69,AETZPD7JKD42GBVYXBYPGOY4NF6Q,B09B35J159,4.0,2022-07-08 19:10:11.311,Computers,Razer Basilisk Ultimate HyperSpeed Wireless Ga...,"[With a high-speed transmission, extremely low...","[Video Games, PC, Accessories, Gaming Mice]",
70,AETZPD7JKD42GBVYXBYPGOY4NF6Q,B09QVJDVHN,5.0,2022-07-08 19:13:28.232,Computers,Redragon K552 Mechanical Gaming Keyboard RGB L...,[Redragon K552 Pro KUMARA 87 Key RGB LED Backl...,"[Video Games, PC, Accessories, Gaming Keyboards]",48.99
71,AEVNAGOLV5MAGEPCCTT6ADCGNFWA,B08DF248LD,3.0,2022-07-08 05:07:25.394,Video Games,Xbox Core Wireless Controller – Carbon Black,[Experience the modernized design of the Xbox ...,[],45.5
72,AGMNHX4YCSY3BJTLDALLPD5XEYTA,B07WSHTJ48,3.0,2022-07-01 00:34:15.608,Computers,"Redragon S101 Gaming Keyboard, M601 Mouse, RGB...",[],"[Video Games, PC, Accessories, Gaming Keyboards]",39.99


# Remove holdout data from OLTP

In [4]:
# PostgreSQL connection details
username = os.getenv("POSTGRES_USER")
password = os.getenv("POSTGRES_PASSWORD")
host = os.getenv("POSTGRES_HOST")
port = os.getenv("POSTGRES_PORT")
database = os.getenv("POSTGRES_DB")
schema = os.getenv("POSTGRES_OLTP_SCHEMA")

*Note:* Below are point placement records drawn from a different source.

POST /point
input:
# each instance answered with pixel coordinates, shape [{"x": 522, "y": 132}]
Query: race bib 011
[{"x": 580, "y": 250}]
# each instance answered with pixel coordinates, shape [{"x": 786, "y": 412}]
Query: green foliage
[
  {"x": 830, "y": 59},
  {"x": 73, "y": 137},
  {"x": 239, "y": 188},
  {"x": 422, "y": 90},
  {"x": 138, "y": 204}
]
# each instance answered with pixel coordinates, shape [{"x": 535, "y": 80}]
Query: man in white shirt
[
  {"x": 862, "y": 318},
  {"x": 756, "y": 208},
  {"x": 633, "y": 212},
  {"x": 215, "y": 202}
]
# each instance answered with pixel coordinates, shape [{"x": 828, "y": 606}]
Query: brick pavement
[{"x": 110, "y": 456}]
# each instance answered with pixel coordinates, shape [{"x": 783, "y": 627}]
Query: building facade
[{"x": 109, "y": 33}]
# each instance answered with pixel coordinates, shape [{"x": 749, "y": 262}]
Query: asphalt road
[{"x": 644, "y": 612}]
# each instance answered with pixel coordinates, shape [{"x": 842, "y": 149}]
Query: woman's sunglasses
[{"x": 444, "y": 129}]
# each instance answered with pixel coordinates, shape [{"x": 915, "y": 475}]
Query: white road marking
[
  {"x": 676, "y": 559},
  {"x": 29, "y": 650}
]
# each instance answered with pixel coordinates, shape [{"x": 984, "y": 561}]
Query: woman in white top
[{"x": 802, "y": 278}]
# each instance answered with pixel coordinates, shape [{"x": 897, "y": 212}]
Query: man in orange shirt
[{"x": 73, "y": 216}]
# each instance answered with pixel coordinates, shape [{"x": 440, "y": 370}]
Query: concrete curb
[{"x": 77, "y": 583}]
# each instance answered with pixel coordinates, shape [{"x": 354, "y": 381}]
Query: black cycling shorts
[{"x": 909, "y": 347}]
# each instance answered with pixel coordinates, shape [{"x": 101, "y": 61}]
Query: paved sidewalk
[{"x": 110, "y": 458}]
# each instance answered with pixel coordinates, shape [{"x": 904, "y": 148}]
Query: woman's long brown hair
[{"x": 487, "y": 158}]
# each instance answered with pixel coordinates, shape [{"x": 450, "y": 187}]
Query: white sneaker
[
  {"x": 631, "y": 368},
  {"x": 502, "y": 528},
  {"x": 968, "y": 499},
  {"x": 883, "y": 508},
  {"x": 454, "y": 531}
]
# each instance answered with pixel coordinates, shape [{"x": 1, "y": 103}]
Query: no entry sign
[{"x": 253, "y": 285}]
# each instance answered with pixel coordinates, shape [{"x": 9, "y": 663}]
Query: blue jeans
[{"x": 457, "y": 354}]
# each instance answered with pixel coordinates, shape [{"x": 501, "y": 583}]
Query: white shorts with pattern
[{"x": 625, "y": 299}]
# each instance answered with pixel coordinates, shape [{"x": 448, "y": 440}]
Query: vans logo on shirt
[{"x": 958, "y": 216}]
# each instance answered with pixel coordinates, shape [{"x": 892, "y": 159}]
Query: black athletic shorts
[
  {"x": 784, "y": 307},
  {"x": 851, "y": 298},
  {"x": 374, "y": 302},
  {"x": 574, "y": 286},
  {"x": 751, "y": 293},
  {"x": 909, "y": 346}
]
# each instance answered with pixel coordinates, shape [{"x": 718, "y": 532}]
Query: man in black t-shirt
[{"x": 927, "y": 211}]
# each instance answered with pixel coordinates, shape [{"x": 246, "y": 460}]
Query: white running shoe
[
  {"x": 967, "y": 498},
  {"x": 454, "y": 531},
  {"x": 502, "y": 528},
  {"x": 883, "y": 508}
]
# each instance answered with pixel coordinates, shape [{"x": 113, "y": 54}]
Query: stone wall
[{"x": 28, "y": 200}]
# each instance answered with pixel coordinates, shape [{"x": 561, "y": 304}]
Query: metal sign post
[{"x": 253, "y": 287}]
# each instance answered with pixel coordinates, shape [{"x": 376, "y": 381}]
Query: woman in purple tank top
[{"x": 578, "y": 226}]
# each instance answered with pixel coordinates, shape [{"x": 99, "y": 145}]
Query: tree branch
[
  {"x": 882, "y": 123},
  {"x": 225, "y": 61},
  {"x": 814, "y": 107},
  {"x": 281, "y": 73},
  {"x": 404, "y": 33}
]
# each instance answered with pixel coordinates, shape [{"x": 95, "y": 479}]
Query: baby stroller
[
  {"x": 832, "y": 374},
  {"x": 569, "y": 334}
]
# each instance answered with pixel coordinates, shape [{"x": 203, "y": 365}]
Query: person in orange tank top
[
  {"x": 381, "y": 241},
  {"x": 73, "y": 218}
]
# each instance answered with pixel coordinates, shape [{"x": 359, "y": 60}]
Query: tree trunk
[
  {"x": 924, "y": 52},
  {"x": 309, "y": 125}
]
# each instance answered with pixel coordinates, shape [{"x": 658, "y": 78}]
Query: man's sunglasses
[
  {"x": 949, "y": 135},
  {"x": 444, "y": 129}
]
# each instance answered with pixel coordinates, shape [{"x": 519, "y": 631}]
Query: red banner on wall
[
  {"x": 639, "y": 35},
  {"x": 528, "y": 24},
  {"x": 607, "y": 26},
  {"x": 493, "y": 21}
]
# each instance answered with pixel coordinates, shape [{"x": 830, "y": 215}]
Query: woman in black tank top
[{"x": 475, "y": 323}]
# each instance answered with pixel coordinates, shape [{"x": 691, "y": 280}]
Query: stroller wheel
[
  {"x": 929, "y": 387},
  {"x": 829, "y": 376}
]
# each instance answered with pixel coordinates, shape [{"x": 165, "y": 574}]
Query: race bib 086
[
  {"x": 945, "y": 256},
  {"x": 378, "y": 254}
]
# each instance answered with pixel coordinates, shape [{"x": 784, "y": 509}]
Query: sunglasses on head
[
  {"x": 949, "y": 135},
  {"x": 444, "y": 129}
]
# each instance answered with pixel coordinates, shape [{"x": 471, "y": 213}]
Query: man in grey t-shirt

# Create a connection string and engine outside the function
connection_string = f"postgresql://{username}:{password}@{host}:{port}/{database}"
engine = create_engine(connection_string)

In [5]:
def get_curr_oltp_max_timestamp():
    query = f"select max(timestamp) as max_timestamp from {schema}.{args.table_name};"
    return pd.read_sql(query, engine)["max_timestamp"].iloc[0]

In [6]:
assert get_curr_oltp_max_timestamp() == holdout_df["timestamp"].max()

In [7]:
from sqlalchemy import text

delete_query = f"DELETE FROM {schema}.{args.table_name} WHERE timestamp >= :timestamp;"
min_timestamp = holdout_df['timestamp'].min().strftime('%Y-%m-%d')

with engine.connect() as connection:
    with connection.begin():
        result = connection.execute(text(delete_query), {'timestamp': min_timestamp})
        logger.info(f"Deleted {result.rowcount} rows")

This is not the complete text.